Come punto di partenza è stato sottolineato da un lato il crescente riconoscimento del valore della normazione quale strumento tecnico di linguaggio comune a livello internazionale, dall’altro la preoccupazione, condivisa da molti operatori del settore, per il livello di complessità del quadro regolamentare, in particolare quello comunitario sui prodotti da costruzione, che ha visto recentemente il passaggio dalla “storica” direttiva 89/106 al regolamento 305/2011 (CPR) che fissa le condizioni per l'immissione o la messa a disposizione sul mercato dei prodotti da costruzione, stabilendo disposizioni armonizzate per la descrizione della prestazione in relazione alle loro caratteristiche essenziali e per l'uso della marcatura CE.

Un più ampio e diffuso uso delle norme volontarie consensuali può essere la chiave di volta per far crescere ed evolvere il settore delle costruzioni secondo modelli di qualità, garantendo al contempo un vantaggio competitivo per gli operatori che le adottano.

Un esempio emblematico del ruolo che le norme volontarie possono ritagliarsi in questo contesto è rappresentato dal BIM (Building Information Modelling), un argomento che è stato seguito in questi tre anni con particolare attenzione dal Comitato Costruzioni.

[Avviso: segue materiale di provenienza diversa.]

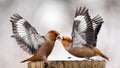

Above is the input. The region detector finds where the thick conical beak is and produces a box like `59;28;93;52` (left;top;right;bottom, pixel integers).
56;35;61;40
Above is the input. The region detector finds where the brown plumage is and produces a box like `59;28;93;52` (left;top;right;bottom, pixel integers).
61;36;109;60
22;30;60;63
62;7;109;60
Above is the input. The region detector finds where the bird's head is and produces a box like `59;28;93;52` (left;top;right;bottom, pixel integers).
48;30;61;41
61;36;72;49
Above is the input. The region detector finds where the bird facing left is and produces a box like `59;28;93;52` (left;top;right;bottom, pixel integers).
10;13;60;62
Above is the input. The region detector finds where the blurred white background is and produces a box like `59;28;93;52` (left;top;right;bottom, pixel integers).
0;0;120;68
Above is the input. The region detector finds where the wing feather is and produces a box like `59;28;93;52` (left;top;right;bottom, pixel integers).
10;14;45;54
92;15;104;46
72;7;95;47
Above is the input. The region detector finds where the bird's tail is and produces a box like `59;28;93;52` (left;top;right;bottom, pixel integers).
21;56;34;63
93;47;109;61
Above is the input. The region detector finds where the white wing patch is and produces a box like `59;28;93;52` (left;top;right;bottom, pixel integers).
10;14;45;54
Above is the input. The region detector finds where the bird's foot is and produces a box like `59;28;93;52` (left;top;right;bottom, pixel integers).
43;61;48;68
83;58;94;61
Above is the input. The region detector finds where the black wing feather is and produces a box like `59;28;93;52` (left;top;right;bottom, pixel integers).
10;14;45;54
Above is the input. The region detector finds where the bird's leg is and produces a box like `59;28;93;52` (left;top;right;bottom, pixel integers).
85;57;94;61
68;56;71;59
43;56;48;68
86;57;94;61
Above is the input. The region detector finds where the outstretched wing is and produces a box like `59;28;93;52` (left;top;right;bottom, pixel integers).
92;15;104;46
10;14;45;54
72;7;95;47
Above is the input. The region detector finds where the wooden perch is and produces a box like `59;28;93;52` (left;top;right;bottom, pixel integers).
28;60;106;68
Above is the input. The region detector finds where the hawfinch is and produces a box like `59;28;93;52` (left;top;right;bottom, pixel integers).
61;7;109;60
10;14;60;62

Un altro tema è invece il nuovo Codice degli Appalti (D.Lgs 50/2016 n. 50) che disciplina l’intera materia degli appalti e delle opere pubbliche. Nel nuovo Codice vengono stabilite le caratteristiche delle stazioni appaltanti e delle centrali di committenza nonché i requisiti che gli operatori economici devono necessariamente possedere nonché le procedure competitive e non competitive che devono essere seguite per affidare contratti pubblici.

 

Il testo presenta coerenza e interazione con il quadro normativo UNI, particolarmente là dove il nuovo Codice degli Appalti introduce, per la prima volta nel nostro Paese, l'uso della modellazione elettronica e informativa per l'edilizia e le infrastrutture, avviando così ufficialmente la transizione digitale per il settore delle costruzioni.